Il figlio primogenito, Luigi, ha ricordato i tratti salienti della vita e dell’opera professionale del padre riuscendo efficacemente a comunicare “quello che ancora c’è di vivo nella vita di mio padre e non appena il ricordo, seppur affettuoso, per un familiare morto. Una vita spesa per la famiglia e la professione, ma anche per offrire una possibilità di riscatto sociale e civile agli abitanti di Camporeale, come tanti suoi pazienti ricordano ancora oggi”.
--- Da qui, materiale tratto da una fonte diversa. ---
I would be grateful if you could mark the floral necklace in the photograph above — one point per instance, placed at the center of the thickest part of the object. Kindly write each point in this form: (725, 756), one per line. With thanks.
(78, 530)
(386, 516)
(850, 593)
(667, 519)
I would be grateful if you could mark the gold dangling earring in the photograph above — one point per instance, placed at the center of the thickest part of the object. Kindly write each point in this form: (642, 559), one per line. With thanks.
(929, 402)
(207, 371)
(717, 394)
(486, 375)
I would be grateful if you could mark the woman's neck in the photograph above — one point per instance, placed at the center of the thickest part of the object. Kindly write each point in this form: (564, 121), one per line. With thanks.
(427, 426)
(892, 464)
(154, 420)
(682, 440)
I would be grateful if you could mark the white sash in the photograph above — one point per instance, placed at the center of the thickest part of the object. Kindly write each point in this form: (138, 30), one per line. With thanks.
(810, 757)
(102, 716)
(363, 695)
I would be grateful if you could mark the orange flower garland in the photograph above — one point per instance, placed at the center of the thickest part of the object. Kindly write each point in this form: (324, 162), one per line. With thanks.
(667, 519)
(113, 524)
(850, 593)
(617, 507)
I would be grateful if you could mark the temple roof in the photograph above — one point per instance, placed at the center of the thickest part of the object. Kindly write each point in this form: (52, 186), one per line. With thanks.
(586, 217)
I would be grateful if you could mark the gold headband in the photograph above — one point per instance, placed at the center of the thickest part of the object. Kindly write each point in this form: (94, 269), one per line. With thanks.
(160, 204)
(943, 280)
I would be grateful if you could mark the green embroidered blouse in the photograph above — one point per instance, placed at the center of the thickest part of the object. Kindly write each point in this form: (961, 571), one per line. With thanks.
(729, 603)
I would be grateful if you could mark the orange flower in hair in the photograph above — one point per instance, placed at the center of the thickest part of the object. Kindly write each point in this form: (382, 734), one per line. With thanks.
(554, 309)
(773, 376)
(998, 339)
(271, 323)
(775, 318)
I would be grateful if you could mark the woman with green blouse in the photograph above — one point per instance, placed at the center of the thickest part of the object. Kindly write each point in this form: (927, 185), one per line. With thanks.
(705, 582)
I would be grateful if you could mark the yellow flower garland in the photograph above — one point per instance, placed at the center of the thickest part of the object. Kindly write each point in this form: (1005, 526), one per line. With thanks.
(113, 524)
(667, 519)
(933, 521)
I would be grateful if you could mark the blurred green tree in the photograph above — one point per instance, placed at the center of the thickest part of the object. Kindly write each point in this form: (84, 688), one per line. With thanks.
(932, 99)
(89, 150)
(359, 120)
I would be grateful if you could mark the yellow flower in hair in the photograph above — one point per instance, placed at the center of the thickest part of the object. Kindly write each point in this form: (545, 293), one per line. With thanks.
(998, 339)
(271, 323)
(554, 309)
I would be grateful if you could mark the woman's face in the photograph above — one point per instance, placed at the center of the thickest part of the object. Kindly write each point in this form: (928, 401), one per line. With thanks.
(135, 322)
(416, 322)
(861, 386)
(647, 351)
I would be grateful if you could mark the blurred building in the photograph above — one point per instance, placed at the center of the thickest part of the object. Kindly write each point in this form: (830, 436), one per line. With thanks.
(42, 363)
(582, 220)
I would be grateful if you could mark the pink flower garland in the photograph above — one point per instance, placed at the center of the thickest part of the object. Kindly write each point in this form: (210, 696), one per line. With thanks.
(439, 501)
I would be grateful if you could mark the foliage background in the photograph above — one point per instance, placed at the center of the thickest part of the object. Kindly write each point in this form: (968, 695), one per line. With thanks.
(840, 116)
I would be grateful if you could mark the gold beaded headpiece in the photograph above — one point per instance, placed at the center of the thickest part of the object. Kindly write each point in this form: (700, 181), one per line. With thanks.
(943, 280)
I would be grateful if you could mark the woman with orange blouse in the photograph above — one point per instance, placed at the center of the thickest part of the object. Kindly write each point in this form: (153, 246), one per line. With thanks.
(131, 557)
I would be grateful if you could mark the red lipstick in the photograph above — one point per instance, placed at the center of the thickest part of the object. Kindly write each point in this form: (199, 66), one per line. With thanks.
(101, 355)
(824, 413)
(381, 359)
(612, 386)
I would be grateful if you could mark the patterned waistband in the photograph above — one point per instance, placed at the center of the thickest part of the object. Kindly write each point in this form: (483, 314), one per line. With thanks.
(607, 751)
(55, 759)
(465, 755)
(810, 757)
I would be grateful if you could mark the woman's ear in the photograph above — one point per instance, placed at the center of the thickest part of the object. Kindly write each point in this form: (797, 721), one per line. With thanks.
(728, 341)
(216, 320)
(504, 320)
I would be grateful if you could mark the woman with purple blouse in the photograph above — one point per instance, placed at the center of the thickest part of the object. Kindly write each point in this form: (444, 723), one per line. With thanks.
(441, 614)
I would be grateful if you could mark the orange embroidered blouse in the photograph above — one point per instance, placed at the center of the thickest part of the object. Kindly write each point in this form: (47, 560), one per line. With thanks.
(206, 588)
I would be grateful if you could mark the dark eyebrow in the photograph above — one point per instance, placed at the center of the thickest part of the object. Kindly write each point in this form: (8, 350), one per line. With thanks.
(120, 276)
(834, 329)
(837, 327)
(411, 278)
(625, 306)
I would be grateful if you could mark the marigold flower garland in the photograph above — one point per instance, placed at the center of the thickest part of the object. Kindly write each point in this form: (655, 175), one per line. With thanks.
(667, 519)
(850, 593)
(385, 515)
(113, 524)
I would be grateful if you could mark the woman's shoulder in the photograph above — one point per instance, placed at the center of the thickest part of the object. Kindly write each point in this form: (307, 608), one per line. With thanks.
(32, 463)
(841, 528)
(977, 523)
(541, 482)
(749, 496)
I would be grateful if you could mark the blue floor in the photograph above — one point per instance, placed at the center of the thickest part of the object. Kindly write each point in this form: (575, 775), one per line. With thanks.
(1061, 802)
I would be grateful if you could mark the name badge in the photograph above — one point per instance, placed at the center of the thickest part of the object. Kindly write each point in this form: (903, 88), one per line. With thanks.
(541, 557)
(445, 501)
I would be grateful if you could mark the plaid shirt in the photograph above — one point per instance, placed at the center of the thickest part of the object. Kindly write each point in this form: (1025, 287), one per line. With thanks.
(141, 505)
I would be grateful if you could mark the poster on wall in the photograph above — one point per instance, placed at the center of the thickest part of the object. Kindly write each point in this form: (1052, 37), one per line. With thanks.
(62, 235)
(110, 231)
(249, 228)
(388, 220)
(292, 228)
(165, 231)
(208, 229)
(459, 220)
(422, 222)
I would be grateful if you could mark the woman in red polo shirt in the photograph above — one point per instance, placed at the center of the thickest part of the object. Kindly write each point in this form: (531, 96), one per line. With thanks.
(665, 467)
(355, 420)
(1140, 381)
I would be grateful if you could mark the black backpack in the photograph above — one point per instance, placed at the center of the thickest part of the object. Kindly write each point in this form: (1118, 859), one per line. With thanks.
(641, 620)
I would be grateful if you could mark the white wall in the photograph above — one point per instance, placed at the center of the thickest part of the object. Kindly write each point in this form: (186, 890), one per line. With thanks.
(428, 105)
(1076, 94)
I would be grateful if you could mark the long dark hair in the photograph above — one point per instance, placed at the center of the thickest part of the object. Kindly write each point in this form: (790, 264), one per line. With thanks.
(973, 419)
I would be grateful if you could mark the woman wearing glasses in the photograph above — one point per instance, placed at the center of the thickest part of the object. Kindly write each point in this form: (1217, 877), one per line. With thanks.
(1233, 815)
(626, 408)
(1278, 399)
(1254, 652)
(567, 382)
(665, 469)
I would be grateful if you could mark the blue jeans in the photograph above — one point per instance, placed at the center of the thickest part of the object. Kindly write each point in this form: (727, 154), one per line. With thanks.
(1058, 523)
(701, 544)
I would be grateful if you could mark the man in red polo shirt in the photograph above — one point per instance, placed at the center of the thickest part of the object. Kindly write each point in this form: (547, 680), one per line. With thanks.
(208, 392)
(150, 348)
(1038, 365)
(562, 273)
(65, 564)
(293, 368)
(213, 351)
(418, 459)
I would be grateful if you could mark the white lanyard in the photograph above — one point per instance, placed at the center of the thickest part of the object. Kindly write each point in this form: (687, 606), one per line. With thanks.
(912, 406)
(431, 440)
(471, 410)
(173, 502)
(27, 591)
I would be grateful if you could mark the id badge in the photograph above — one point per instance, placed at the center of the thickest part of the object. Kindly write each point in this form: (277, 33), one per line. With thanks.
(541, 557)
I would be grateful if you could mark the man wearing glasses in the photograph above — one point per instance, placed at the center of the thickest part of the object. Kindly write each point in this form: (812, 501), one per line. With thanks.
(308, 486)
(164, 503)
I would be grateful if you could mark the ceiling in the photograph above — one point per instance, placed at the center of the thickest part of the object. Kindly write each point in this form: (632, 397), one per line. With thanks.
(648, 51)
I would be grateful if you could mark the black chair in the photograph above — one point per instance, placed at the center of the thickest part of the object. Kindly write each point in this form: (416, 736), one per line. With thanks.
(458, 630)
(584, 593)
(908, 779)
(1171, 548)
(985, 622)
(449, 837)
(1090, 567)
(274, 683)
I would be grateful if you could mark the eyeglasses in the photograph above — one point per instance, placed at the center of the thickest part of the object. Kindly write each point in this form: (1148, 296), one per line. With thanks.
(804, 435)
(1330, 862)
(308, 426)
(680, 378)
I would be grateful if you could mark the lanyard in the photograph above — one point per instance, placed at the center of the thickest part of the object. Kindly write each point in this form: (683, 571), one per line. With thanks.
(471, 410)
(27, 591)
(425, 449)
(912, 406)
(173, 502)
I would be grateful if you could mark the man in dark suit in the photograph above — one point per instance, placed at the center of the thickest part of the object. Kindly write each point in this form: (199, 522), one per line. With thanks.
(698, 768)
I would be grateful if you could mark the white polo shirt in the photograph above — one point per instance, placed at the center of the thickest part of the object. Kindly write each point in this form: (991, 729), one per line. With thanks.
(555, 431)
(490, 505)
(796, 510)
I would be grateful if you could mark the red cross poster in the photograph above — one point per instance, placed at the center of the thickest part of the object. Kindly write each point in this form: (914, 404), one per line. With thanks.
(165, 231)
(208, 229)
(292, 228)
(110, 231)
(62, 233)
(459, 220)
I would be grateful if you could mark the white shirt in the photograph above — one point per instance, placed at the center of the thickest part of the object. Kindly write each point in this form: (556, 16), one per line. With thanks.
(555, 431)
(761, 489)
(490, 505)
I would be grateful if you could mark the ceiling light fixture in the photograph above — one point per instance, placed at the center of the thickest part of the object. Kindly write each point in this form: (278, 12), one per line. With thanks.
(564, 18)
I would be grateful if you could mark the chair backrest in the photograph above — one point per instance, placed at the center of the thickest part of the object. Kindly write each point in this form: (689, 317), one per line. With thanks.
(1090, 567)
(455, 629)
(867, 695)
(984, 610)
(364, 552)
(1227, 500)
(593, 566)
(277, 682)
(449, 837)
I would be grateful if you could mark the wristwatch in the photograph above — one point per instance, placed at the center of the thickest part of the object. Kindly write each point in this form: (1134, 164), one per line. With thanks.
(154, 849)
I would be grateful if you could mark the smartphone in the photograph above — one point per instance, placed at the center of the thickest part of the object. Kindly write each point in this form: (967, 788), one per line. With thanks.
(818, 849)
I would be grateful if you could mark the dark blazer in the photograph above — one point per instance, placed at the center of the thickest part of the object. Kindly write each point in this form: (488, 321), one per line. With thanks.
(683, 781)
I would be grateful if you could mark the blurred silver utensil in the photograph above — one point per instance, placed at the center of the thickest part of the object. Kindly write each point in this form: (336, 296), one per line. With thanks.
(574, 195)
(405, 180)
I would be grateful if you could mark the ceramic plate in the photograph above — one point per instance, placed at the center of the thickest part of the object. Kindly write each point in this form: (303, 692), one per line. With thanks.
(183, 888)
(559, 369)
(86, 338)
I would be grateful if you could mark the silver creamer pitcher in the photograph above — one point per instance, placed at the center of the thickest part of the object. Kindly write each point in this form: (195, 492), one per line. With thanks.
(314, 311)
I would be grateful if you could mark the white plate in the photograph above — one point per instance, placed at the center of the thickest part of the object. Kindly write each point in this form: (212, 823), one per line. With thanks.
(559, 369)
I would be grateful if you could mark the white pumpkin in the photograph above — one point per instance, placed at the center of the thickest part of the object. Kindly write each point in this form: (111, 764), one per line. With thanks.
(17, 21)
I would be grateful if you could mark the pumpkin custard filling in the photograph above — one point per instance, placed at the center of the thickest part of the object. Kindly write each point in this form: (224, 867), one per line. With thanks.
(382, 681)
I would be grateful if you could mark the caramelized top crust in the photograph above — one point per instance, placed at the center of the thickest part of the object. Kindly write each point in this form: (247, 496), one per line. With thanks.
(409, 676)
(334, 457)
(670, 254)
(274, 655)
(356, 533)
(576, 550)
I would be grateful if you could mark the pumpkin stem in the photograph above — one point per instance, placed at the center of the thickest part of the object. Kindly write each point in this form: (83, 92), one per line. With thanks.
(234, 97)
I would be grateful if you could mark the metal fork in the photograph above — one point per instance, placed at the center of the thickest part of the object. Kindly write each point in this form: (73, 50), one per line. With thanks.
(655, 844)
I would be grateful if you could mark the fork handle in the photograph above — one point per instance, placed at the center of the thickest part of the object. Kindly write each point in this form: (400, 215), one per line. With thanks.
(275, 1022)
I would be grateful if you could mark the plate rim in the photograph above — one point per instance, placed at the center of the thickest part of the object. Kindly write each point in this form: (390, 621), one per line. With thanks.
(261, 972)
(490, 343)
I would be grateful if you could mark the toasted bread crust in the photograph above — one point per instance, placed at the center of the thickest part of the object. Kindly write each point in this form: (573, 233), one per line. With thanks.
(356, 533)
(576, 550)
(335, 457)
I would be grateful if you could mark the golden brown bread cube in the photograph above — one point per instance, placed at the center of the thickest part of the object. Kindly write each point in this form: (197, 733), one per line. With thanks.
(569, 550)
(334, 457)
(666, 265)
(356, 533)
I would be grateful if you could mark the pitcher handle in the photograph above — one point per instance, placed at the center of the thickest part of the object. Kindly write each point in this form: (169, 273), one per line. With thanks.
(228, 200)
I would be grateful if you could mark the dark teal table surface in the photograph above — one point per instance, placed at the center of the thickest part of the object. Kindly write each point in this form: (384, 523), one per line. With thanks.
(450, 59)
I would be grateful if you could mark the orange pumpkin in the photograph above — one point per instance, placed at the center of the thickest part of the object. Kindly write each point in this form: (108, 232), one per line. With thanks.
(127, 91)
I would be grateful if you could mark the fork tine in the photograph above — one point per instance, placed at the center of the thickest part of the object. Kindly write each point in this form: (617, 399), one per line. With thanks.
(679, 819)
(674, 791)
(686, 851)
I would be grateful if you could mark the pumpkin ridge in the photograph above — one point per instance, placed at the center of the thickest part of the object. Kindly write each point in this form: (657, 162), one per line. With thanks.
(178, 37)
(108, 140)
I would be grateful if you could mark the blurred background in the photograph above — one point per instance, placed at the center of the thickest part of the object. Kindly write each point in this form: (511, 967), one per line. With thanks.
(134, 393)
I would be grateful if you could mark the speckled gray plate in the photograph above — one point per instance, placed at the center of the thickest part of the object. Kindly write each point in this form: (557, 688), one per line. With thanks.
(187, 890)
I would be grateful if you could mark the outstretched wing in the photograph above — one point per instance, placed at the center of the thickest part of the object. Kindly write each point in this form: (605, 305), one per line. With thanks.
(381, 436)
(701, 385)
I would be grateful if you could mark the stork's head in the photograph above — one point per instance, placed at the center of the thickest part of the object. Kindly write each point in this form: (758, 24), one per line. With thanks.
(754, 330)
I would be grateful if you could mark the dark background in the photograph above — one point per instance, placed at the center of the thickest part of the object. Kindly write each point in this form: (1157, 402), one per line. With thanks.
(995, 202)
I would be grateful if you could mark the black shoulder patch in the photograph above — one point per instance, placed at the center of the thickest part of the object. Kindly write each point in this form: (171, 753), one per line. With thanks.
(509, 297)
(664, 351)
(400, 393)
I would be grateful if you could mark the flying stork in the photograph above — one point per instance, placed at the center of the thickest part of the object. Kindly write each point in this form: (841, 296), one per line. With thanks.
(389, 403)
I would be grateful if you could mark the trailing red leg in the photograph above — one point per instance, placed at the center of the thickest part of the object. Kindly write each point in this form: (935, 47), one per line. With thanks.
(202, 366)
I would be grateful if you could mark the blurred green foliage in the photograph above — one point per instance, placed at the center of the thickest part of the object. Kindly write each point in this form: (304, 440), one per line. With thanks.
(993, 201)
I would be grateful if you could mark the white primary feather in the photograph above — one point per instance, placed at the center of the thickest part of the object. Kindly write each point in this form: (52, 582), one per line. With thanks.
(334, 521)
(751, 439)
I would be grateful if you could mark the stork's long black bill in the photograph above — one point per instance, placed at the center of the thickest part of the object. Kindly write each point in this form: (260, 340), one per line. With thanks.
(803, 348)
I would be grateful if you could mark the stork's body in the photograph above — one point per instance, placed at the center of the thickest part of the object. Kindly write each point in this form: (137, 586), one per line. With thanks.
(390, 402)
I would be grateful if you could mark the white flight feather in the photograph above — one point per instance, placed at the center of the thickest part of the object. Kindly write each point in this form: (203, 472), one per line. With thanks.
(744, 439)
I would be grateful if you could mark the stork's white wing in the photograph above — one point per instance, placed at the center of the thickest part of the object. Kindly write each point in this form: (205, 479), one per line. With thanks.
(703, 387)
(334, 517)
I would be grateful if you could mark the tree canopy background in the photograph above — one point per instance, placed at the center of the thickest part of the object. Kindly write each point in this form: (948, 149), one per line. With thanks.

Molto belle anche le testimonianze dell’amico e collega Francesco Piccione, che ha narrato significativi aneddoti della esperienza universitaria condotta con Giuseppe Montalbano e del nipote Gabriele, che studia storia alla Sorbona a Parigi, che ha dato un quadro storico e appassionato della mafia del palermitano negli ultimi cento anni.

La mostra rimarrà aperta nei giorni 9 e 10 gennaio 2015 dalle 9 alle 13 e dalle 16 alle 19.00.